Routine follow-up is at 2 weeks, 6 weeks, 3 months, 6 months, 1 year, 2 years, and then every 2 years thereafter.
Issues for Referral
  • Patients with chronic pain issues should be referred to a pain medicine specialist.
  • Patients with neurologic injury should be followed by a physical medicine and rehabilitation specialist.
    • Neurologic consultation may be obtained if the pattern of neurologic deficit does not correlate with the spinal injury.
  • Physical and occupational therapists also play important roles in recovery.
  • Prognosis depends on injury severity.
  • Neurologically intact patients with low-energy injuries have excellent recovery.
  • Patients with neurologic injury have major issues that may require alteration in their personal and professional lives.

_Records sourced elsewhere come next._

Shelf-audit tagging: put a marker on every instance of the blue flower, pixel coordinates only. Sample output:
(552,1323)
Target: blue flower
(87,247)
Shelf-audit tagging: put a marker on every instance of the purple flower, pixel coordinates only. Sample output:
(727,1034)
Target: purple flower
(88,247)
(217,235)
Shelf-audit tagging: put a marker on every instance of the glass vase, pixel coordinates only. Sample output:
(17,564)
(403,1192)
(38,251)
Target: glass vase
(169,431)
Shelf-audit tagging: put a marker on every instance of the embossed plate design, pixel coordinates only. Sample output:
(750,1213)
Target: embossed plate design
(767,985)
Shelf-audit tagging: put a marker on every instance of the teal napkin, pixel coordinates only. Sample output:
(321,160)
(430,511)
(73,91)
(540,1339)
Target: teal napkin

  • Surgical complications include:
    • Infection
    • Neurologic injury
    • Pseudarthrosis
    • Spinal deformity
    • Junctional degeneration and stenosis
    • Chronic pain and disability
  • Skin problems from pressure points on TLSO braces
Patient Monitoring
Patients are monitored for resolution of symptoms, fusion (if arthodesis was performed), and development of any complications.
  • 805.2 Dorsal [thoracic], closed
  • 805.3 Dorsal [thoracic], open
  • 805.4 Lumbar, closed
  • 805.5 Lumbar, open
  • 805.8 Unspecified, closed
  • 805.9 Unspecified, open
Patient Teaching
  • Patients should be educated about:
    • Being aware of progressive motor weakness and bladder/bowel dysfunction
    • The natural history of the condition
Q. Who should care for patients with a thoracolumbar spine fracture dislocation and a major neurologic injury?
A. Patients benefit from a multidisciplinary team composed of orthopaedic surgeons, neurosurgeons, physiatrists, counselors, and others. Many complications may develop, requiring meticulous care.